И он протянул господину Бернару конверт с печатью военного министерства.

— Боже мой! — воскликнул господин Бернар, он был до того взволнован, что чуть не порезался. — Из военного министерства! Уверен, что это пожалование в кавалеры Почетного легиона! Я добиваюсь этого так давно! Наконец-то оценили меня! Вот вам, Дюран, сто су, выпейте за мое здоровье, — сказал он, шаря в кармашке жилета. — Нет, кошелек не при мне, подождите, дам немного погодя.

Швейцар был до того растроган этим взрывом ошеломляющей щедрости, отнюдь не свойственной хозяину, что опять надел фуражку,

В другое время господин Бернар сурово осудил бы такое нарушение законов социальной иерархии, но сейчас он этого, по-видимому, даже не заметил. Он надел очки, с благоговейным волнением, как визир, получивший султанский фирман, распечатал конверт и стал читать бумагу. С первых же строк по его жирным, как у монаха, щекам пошли пунцовые рубцы, лицо сморщилось, в маленьких глазках замелькали искорки, от которых чуть было не воспламенился его всклокоченный парик.
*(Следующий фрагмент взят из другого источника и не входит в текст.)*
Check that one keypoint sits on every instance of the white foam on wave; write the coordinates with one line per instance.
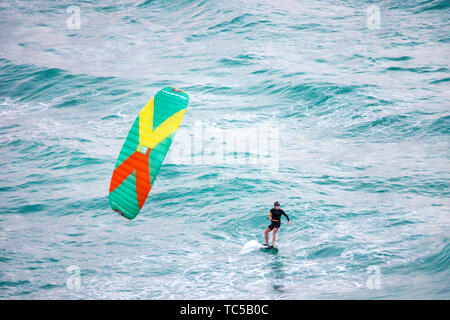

Словом, все черты господина Бернара до того исказились, точно на лице его произошло землетрясение.

Вот каков был текст послания, написанного на бланке военного министерства, которое экстренно доставил ему драгун и в получении коего расписался господин Дюран.
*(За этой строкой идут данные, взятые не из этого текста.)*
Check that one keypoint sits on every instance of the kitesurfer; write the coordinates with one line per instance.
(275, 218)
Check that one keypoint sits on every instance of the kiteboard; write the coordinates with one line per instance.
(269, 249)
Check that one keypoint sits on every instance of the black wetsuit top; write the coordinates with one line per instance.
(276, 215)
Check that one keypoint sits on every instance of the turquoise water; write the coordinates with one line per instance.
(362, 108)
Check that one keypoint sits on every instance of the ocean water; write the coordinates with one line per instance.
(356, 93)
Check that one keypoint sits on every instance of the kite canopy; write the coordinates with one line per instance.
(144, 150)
«Милостивый государь и домовладелец!

Политика, если верить мифологии, является праматерью учтивости, она-то и повелевает мне сообщить вам, что в силу жестоких обстоятельств я лишен возможности последовать принятому обычаю расплачиваться за квартиру, особенно в тех случаях, когда за нее задолжаешь.
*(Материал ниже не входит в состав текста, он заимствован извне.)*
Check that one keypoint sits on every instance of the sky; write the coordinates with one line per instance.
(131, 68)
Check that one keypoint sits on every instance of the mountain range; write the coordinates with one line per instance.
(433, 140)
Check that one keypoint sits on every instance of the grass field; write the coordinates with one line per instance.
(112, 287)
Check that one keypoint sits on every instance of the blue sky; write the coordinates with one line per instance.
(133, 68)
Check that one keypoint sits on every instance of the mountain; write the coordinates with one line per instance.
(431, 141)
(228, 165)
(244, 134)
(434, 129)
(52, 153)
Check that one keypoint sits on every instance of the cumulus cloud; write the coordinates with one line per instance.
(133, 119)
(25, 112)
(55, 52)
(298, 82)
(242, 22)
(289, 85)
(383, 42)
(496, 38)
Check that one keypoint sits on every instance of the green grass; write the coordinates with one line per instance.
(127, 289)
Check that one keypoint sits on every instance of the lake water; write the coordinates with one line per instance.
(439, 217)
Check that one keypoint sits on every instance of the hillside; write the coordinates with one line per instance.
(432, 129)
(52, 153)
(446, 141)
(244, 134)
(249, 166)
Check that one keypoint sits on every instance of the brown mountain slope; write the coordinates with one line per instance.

До нынешнего утра я лелеял надежду, что этот день отпраздную тем, что расплачусь по всем трем счетам. Химера, иллюзия, мечта! В то время как я дремал на подушке безмятежности, рок — по-гречески «ананке» — развеял все мои надежды. Денег, на которые я рассчитывал (боже, до чего хромает коммерция), мне не уплатили, и вместо крупных сумм, которыми я должен был располагать, у меня оказалось всего лишь три франка, — да и то взятые взаймы, — и я не решаюсь их вам предложить. Но не сомневайтесь, сударь, и для нашей прекрасной Франции, и для меня настанут лучшие дни. Едва забрезжит их заря, я на крыльях полечу, чтобы возвестить вам об этом и взять из вашего дома те драгоценные вещи, которые я там оставил, в ожидании этого дня отдаю их под вашу защиту, а также под защиту закона, который запрещает вам продавать их в течение года, буде вы попытаетесь это сделать, дабы вернуть сумму, коей кредитовали меня в залог моей честности. Особенно прошу вас позаботиться о моем рояле и о большой раме с шестьюдесятью локонами различных цветов, они охватывают всю гамму оттенков волос и срезаны с головок Граций скальпелем Амура.